During the meeting the two groups described their perceptions of each other and validated what they believed was accurate. For instance, the Sales force agreed they were energetic, knowledgeable about their markets, and strong in distributor relationships. But they also admitted their weakness in managing brand budgets, unfocused in execution after product launches, and territorial. And while the Marketing group was seen as strategic, with strong research and creative skills, they were also intrusive, over-demanding with last minute requests, and not effective at tactical point-of-sale marketing.
While the “truth” stung, it also freed the managers from having to defend themselves with each other, which enabled them to de-personalize the conflict and focus on the business. Both groups realized that people not getting along was due to the fact that the commercial growth of the business had outstripped their capacity to manage that growth. This helped Wayne see that he needed to hire more sales people, and he said so. But surprisingly, both groups disagreed. They said it wasn’t the number of people that needed to increase, but that the marketplace was changing in a fundamental way and they weren’t adapting fast enough.

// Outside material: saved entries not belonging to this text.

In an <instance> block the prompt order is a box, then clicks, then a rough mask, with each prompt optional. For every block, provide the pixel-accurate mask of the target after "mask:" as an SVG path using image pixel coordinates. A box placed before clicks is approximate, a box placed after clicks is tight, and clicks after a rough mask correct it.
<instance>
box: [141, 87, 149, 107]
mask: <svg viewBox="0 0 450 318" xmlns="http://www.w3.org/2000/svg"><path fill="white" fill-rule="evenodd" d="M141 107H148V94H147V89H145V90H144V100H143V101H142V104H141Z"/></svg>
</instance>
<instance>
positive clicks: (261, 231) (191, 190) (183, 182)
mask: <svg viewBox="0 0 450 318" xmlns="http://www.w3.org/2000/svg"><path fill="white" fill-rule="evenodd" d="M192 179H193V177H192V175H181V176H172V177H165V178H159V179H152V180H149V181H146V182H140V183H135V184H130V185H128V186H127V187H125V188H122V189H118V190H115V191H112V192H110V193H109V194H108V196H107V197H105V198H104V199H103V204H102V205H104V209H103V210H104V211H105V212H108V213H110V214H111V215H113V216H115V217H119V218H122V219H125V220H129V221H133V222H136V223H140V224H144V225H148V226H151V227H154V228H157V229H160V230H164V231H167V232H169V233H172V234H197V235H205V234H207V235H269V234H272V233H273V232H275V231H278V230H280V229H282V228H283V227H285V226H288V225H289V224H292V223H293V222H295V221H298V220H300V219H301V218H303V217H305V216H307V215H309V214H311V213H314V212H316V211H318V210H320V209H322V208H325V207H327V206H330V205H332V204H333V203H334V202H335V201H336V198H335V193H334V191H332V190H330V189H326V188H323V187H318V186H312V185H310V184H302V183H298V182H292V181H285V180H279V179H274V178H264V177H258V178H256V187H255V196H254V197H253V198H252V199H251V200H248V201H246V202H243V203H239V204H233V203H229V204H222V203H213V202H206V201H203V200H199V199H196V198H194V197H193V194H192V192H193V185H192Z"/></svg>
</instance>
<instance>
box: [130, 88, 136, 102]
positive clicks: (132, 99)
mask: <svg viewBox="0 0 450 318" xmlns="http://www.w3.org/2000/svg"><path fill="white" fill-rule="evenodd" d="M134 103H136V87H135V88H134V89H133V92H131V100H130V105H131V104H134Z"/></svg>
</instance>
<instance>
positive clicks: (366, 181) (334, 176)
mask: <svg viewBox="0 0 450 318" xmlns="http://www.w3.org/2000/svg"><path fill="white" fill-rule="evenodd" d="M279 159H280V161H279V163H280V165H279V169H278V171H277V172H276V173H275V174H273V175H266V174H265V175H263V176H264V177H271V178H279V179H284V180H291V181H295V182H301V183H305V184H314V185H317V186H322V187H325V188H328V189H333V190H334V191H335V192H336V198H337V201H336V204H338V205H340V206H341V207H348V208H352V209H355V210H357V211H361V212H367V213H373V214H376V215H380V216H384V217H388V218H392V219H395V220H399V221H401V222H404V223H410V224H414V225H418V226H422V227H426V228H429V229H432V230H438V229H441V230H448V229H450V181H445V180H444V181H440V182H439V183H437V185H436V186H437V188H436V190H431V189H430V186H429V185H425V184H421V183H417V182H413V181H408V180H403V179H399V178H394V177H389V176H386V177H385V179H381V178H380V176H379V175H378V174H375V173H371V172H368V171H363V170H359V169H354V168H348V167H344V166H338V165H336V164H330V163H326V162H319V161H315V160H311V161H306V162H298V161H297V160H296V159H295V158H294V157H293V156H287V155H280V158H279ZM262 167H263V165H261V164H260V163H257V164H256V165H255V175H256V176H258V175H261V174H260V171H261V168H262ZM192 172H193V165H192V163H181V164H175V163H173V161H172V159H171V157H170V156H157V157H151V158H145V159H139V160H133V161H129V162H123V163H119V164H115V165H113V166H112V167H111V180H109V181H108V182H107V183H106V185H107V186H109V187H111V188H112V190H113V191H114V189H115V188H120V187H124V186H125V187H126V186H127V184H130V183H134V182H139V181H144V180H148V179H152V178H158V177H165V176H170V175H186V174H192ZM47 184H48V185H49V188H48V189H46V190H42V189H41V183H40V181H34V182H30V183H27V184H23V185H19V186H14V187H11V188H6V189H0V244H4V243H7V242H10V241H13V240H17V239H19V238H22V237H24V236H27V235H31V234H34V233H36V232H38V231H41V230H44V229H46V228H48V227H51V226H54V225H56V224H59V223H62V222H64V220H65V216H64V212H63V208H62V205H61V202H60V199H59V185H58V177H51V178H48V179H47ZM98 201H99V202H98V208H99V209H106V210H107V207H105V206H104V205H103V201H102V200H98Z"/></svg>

For instance, marketing new consumer products in their industry was requiring more word-of-mouth local promotion rather than nationally driven advertising. Further, there was a trend toward smaller brands with shorter life-cycles; they couldn’t rely on the possibility of a new “mega-brand” any more. Finally, they realized that they needed more specialization in the sales force rather than simply put “more feet on the street.”

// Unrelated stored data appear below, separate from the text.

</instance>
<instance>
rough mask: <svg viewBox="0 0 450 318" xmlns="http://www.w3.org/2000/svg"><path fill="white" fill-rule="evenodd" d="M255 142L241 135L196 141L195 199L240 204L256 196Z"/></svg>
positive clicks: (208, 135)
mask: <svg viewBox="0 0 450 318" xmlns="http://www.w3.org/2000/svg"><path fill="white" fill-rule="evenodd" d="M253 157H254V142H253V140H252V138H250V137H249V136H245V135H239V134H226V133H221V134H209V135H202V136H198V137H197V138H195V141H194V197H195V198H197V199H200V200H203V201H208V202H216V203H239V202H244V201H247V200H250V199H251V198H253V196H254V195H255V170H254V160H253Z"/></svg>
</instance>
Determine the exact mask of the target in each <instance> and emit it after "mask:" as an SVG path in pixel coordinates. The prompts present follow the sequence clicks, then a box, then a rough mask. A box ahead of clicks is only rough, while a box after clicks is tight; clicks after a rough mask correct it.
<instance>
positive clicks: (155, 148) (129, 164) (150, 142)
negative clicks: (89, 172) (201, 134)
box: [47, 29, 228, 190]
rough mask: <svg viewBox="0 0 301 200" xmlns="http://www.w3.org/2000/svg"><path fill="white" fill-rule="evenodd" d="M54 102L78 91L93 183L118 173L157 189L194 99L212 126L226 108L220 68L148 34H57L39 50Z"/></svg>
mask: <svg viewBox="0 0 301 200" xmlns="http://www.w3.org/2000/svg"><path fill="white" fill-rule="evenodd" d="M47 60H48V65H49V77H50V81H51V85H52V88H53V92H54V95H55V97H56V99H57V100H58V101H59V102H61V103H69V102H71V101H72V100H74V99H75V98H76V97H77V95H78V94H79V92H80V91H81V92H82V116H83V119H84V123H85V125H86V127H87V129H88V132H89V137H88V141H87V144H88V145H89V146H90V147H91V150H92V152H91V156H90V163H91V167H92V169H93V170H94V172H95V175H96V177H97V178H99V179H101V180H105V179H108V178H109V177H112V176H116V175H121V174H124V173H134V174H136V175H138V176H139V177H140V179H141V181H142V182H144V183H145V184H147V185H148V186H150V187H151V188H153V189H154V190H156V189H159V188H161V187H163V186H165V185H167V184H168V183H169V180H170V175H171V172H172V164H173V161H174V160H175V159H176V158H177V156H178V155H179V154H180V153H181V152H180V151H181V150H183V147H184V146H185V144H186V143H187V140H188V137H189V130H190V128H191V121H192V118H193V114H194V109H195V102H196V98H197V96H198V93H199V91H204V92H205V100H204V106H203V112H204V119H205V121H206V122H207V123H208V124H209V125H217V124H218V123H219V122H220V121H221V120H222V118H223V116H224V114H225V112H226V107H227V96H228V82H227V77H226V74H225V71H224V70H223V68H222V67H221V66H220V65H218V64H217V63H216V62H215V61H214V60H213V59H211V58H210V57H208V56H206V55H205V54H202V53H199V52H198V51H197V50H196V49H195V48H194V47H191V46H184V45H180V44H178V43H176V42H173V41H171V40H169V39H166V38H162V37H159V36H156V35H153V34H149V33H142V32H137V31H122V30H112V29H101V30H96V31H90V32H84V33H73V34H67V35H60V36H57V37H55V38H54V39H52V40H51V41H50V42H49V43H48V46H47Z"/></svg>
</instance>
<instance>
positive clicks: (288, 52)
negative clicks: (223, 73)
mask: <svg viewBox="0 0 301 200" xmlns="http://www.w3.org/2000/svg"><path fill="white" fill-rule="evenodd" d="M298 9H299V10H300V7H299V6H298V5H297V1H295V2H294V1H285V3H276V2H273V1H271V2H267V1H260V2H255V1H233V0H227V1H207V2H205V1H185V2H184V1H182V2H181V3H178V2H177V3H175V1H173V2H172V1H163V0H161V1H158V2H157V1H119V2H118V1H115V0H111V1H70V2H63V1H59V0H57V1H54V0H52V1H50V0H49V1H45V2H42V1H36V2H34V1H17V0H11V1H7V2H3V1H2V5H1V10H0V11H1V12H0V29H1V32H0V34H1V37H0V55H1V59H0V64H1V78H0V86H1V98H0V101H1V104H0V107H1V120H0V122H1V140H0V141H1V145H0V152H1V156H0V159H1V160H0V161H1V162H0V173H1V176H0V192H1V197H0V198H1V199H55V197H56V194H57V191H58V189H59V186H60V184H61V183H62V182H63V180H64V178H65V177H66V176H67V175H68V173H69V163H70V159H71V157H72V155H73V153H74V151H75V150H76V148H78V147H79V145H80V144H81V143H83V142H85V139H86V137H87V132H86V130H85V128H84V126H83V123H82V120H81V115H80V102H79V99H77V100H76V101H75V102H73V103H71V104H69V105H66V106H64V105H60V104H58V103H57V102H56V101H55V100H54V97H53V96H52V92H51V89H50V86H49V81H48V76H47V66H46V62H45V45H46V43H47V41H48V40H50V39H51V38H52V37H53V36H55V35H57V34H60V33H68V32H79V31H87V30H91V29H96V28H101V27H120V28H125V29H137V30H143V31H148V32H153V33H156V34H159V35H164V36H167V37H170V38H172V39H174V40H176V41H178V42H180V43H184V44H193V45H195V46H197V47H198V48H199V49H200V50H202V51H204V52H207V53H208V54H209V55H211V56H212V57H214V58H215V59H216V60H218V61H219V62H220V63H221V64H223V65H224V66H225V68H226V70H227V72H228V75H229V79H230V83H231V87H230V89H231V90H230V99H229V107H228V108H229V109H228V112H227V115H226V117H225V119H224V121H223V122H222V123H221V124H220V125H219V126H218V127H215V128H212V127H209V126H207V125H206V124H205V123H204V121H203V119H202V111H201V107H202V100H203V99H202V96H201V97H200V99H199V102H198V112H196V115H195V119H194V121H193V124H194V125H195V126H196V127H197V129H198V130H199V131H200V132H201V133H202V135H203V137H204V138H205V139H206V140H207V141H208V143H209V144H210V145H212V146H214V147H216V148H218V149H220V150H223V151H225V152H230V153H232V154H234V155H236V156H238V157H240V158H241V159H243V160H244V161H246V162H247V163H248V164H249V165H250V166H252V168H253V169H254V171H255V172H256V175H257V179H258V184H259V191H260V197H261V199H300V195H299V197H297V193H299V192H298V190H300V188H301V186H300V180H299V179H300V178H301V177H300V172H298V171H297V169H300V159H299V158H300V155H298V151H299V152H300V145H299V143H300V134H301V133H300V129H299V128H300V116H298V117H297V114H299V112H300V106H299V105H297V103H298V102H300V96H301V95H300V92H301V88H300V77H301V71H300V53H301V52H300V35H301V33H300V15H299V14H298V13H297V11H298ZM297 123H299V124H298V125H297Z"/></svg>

Thus, what began as a meeting to “clear the air,” ended as a platform to strategically address the challenges facing their business. In the weeks that followed, joint task forces recommended how the company could re-invent how it launched, marketed and even discontinued new products, shifting from an “army” approach to marketing and sales to a “special forces” approach.

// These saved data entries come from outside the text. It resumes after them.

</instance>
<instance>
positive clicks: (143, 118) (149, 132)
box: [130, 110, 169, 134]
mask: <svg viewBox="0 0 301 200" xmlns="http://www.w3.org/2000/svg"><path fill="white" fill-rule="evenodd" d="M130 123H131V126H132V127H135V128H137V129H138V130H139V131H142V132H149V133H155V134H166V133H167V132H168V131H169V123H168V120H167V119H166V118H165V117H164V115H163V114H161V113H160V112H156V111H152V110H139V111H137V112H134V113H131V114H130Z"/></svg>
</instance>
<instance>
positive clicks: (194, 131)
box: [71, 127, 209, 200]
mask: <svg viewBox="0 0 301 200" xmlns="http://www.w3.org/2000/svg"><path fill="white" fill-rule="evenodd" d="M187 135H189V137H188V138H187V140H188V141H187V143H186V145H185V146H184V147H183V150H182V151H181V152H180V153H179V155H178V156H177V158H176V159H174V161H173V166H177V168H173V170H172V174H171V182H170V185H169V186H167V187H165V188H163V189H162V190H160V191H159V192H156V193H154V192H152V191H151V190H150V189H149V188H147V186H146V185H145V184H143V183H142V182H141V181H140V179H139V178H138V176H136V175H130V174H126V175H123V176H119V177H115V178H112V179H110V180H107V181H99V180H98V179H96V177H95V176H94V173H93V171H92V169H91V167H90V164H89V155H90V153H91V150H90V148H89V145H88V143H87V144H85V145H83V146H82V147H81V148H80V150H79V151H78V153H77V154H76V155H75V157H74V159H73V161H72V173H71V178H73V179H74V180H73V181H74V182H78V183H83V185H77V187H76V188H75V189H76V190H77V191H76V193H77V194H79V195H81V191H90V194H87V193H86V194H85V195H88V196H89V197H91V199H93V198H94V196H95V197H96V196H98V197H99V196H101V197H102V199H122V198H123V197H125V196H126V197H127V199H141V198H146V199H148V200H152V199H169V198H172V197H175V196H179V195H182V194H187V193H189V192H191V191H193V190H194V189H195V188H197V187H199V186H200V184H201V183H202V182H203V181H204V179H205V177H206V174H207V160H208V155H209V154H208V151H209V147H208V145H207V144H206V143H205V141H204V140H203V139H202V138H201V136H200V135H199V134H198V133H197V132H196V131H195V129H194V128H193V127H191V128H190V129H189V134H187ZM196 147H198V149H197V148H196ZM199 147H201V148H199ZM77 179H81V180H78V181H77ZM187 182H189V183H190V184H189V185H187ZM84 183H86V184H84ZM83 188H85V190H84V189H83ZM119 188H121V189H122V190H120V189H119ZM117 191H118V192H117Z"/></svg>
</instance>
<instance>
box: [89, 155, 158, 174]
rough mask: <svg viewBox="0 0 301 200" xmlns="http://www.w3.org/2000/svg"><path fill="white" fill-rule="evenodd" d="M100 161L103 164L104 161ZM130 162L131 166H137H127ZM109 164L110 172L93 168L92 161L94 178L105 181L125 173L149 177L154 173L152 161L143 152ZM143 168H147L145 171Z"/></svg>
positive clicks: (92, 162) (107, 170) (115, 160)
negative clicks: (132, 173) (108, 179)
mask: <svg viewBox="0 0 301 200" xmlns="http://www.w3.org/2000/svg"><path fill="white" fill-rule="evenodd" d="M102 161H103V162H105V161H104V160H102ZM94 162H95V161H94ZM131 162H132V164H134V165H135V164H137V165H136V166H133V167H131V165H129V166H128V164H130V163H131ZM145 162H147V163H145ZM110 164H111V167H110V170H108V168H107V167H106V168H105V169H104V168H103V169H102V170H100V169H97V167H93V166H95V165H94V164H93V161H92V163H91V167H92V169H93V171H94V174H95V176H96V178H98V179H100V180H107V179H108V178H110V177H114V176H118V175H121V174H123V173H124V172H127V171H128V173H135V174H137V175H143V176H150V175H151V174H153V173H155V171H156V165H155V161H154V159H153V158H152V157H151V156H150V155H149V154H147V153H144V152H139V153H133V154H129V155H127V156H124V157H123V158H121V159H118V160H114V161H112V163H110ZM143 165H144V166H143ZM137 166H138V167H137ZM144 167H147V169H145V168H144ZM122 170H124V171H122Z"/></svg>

Their focus on the business rather than on their interpersonal conflict was key to the Company’s staying ahead of the competitive curve. Wayne realized that the tension between Marketing and Sales was due to good people trying to succeed when their strategy, goals and resources were out of alignment with the market and with each other. Their interpersonal conflicts subsided when the new strategy was implemented, not the other way around.
If you are a senior executive, or even a first line supervisor wrestling with two key direct reports in conflict, consider what Wayne learned:
Conflict is inevitable and not a bad thing: Companies are designed with checks and balances that lead to tension. Without these checks and balances departments would maximize their own results at the expense of the enterprise. For instance, selling more than you manufacture leads to poor quality and customer service; building more than you sell leads to high inventories and lower profits. Power needs to be balanced between key departments and friction is usually the mechanism for this balance.
Do something, now: When the natural tension between departments deteriorates to blaming and avoidance, someone needs to intervene. The longer you let it go the harder it will be to bring the antagonists together. And, customers do notice.
Don’t personalize conflict: While it is sometimes hard to not take sides, negative conflict is a leading indicator that something more systemic or strategic is out of kilter. Bringing antagonists together to work on the conflict can yield surprisingly positive benefits, but they need to see it’s not just about them, it’s about the business.
Start with perceptions, end with reality: Most negative conflicts are played out indirectly; people usually don’t accuse each other of incompetence or hidden agendas to each other’s faces. It’s important to get antagonists to share perceptions directly and to validate those perceptions. Only then will they feel free enough to focus on strategic conversations about the business, which should be your objective in the first place.